Exception: Brendon Goddard is way above the other free agents who have changed clubs. Inset: Magpie Ron Todd, who went to the VFA in 1939. Photo: Pat Scala
THE movement of players from club to club has been going on for as long as football has been played. And so have the accompanying cries of impending disaster, not only for the individuals and clubs involved, but the game as a whole.
There was plenty of hand-wringing when champion Collingwood spearhead Ron Todd left the Magpies for VFA club Williamstown at the end of 1939, the Magpies refusing to match a far more generous offer funded by a bookmaker.
That angst was more than matched by the shock departure of Melbourne captain Ron Barassi for the job of Carlton captain-coach for the 1965 season. The Demons haven't won a premiership since, the Blues eight.
The VFL's introduction of the 10-year-rule at the end of 1972 saw North Melbourne acquire champions Doug Wade, Barry Davis and John Rantall, the Roos going from wooden spooners to premiers within three seasons.The fear created by the club's acquisition of the stars led to the rule being scrapped midway through 1973.
Carlton's ruthless pursuit of success by the mid-1980s saw the Blues land a troika of high-priced and highly rated recruits from South Australia - Stephen Kernahan, Craig Bradley and Peter Motley.
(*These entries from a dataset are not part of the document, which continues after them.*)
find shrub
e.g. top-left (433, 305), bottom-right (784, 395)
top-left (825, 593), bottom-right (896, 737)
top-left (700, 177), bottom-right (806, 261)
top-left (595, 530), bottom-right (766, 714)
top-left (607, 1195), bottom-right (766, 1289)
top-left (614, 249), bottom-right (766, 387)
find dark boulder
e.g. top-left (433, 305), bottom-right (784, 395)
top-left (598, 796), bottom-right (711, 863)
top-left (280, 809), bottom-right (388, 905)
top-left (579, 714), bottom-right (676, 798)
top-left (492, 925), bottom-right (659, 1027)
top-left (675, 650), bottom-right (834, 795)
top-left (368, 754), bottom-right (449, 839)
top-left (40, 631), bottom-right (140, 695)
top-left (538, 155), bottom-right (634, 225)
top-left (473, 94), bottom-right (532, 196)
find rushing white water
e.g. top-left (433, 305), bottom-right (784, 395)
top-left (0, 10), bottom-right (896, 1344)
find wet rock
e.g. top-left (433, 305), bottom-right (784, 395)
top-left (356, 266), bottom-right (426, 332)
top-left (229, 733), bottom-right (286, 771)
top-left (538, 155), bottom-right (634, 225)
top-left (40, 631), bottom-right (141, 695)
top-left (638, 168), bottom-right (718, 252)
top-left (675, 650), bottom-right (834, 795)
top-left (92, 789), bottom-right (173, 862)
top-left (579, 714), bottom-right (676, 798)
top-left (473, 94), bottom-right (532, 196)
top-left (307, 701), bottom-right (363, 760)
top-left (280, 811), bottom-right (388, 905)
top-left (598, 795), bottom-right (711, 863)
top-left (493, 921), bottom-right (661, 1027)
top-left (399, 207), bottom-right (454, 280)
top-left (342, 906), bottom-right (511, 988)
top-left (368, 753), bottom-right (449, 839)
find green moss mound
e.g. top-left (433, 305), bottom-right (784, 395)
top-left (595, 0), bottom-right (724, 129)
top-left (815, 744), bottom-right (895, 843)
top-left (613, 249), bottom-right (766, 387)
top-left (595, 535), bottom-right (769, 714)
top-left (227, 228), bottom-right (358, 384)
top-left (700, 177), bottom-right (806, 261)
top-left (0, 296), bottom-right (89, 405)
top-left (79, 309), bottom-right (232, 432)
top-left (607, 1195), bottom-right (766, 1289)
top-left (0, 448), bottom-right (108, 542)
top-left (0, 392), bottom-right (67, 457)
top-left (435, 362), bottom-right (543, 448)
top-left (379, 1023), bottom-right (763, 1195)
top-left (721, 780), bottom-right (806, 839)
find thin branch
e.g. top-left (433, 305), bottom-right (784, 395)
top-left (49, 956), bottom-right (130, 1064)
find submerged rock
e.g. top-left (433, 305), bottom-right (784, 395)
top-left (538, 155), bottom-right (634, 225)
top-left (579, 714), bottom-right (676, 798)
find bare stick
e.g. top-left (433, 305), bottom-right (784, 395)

The Blues made a grand final in their first season and won a flag in their second.
Collingwood and Richmond, meanwhile, were indulging in a chest-thumping game of tit-for-tat on the player front, one that did little for either club's on-field fortunes and helped send both close to the brink.
Then Fitzroy's long-term financial woes made stars such as Alastair Lynch and Paul Roos ripe for the picking come the mid-1990s, the Lions' flickering flame of competitiveness finally extinguished by their departures, the death of the entire club soon after.
All those examples make the AFL's first dabble in free agency these past few weeks, in contrast, barely a blip on the radar, despite the many warnings of doom and gloom, one of the most vociferous, perhaps ironically, coming from Roos, now a media commentator.
The twin safety nets of the draft and salary cap were always going to make it difficult for the current AFL heavyweights to pull a reverse Robin Hood, and so it's proved, the biggest fish to date largely staying in their familiar ponds.
Have a look at the final wash-up and with the exception of former Saint now Bomber Brendon Goddard, you're hardly reading a ''who's who'' of the AFL scene.
The likes of Quinten Lynch, Clinton Young, Danyle Pearce, Brent Moloney, Troy Chaplin, Chris Knights and Shannon Byrnes, while more than handy, were hardly considered indispensable by their former clubs. Byrnes and Knights couldn't even get a game with Geelong and Adelaide in the finish.
And the reaction from a small but vocal portion of Hawthorn's large fan base about Young's departure for Collingwood has been a little rich. In the aftermath of the grand final loss to Sydney he was a leading scapegoat for a poor game and a costly goal-square stumble in the final term.
Some of those doing the most unloading on Young were doubtless among those on Friday giving him another serve for daring to leave the Hawk nest. But wasn't eight seasons, more than 100 games and an important part in the 2008 premiership a fair hand from him on their behalf?
On a broader level, the first spell of free agency has hardly seen the rich getting much richer and the poor getting the bum's rush.
Indeed, in conjunction with a trade market now also rendered more fluid by consequence, Melbourne has picked up some sorely needed premiership-winning experience in Byrnes and Chris Dawes, something the departed pair Jared Rivers and Moloney weren't capable of sharing with junior teammates.
Richmond, meanwhile, seems to have picked up a very likely pair in Chaplin and Knights for either end of the ground.
The Tigers have had a great strike rate with recent pick-ups from AFL rivals in Ivan Maric, Shaun Grigg and Bachar Houli, and mature-age recruits from lower levels such as Steven Morris and Robin Nahas, their examples now more a norm than a novelty.
Building and maintaining a competitive list now has many more aspects to it than simply loading up on teenagers come national draft day, free agency just another of several recruiting platforms.
One that so far hasn't resulted in the plundering of the cream of the crop, but instead offered those who'd given good service at their old homes a chance to regenerate at new ones.
And surely that's a feel-good story rather than cause for more panic about loyalty, rewards and the fabric of the game again, isn't it?